Von Michael Kläsgen, München

Eine schmucklose Halle, grelles Neonlicht, die Lebensmittel auf Paletten in Pappkartons. Keine Schilder, kein Schnickschnack. So ähnlich sah es bei Aldi ganz am Anfang in den Sechzigerjahren aus. Wie ein Remake wirkt nun der 100-prozentig designfreie Laden des russischen Discounters Torgservis, der an diesem Dienstag in Leipzig eröffnen wird. Es ist die erste Filiale der Russen in Deutschland. Sie liegt übrigens in einer ehemaligen Aldi-Filiale im Norden der Stadt. Hat so ein Konzept heute noch eine Chance?

Ein bisschen Unruhe herrscht schon bei der Konkurrenz, wenn auch nicht so sehr bei den großen deutschen Discountern Aldi und Lidl mit ihren Milliardenumsätzen. Sie äußern sich offiziell nicht dazu. In einen Rechtsstreit ist TS-Markt, die deutsche Tochter von Torgservis, aber schon hineingezogen worden, ehe sie überhaupt die Leipziger Filiale eröffnen konnte.

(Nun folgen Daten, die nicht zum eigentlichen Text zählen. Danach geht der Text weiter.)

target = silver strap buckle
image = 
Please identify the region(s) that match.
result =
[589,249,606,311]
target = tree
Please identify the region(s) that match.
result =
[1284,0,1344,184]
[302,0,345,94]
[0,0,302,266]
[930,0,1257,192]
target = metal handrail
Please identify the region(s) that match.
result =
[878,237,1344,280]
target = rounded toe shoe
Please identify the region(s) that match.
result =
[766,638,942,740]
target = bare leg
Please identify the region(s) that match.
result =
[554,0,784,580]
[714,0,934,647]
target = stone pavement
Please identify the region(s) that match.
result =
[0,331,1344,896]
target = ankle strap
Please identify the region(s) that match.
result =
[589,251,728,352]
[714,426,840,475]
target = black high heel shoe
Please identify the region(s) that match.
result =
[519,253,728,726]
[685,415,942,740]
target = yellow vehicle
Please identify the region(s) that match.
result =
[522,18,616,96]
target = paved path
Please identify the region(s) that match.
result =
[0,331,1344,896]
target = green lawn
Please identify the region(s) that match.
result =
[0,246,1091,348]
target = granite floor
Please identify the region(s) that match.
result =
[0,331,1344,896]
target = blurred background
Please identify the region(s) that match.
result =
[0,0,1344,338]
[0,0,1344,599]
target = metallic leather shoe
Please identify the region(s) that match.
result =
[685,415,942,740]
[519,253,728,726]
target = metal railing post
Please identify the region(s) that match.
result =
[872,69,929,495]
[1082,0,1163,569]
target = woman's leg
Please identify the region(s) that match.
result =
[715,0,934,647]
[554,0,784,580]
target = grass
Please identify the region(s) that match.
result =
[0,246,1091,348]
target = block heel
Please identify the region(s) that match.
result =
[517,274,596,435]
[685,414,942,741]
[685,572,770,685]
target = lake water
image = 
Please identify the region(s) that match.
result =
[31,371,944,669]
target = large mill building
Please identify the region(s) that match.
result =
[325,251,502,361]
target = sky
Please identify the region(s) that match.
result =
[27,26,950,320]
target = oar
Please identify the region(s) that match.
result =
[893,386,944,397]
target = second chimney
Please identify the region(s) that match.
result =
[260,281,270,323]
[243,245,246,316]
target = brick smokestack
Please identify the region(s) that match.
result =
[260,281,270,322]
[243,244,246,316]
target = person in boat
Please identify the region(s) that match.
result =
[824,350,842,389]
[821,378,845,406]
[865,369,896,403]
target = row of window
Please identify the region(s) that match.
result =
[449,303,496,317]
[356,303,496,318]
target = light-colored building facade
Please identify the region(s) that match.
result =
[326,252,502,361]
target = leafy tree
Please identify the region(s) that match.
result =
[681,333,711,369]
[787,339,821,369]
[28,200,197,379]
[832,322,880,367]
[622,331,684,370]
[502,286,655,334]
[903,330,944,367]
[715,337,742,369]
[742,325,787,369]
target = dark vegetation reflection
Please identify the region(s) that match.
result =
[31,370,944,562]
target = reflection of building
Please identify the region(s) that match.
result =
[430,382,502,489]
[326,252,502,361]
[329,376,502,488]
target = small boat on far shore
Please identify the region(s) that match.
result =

Das Logo - fast ein Bundesadler

Der sibirische Discounter wollte seine Billigläden in Deutschland ursprünglich "Centwelt" nennen. Das sollte ein klares Statement sein: Es geht noch billiger als im "Euro-Shop". Essen für Centbeträge. Dagegen hatte aber Centi was, der Großhändler für Haushalts- und Gartengeräte, zu dem auch der Einzelhändler Centiniwelt gehört. Centi klagte, TS-Markt musste eine Unterlassungserklärung abgeben, den Namen und das Logo ändern und die Eröffnung von Dezember auf Ende Januar verschieben. Jetzt heißt der Leipziger Laden Mere, so wie die Discounterkette von Torgservis in Rumänien. Der Name ist auch rumänisch. Übersetzt heißt er "Äpfel". Gegen Mere hatte dann wiederum die Mera Tiernahrung GmbH etwas, aber offenbar bleibt es jetzt bei Mere.

Mit dem Namen wirbt die Deutschlandtochter TS-Markt auch auf ihrer deutschen Homepage. Dort sind keine Bilder von Paletten zu sehen, sondern fein abgepackte Lebensmittel in Kühlvitrinen und, scheinbar zum Greifen nahe, strahlend rote Tomaten. "Wir arbeiten nach dem Motto ,Jeden Tag nur Tiefstpreise'", heißt es auf der Internetseite von TS-Markt. Und weiter: "Unsere Ziele: Zufriedene Kunden durch unser bestes Preis-Leistungs-Verhältnis." Daneben prangt das TS-Markt-Logo, es sieht dem Bundesadler überraschend ähnlich. Offiziell kommuniziert die Firma nicht. Würde ja auch Geld kosten.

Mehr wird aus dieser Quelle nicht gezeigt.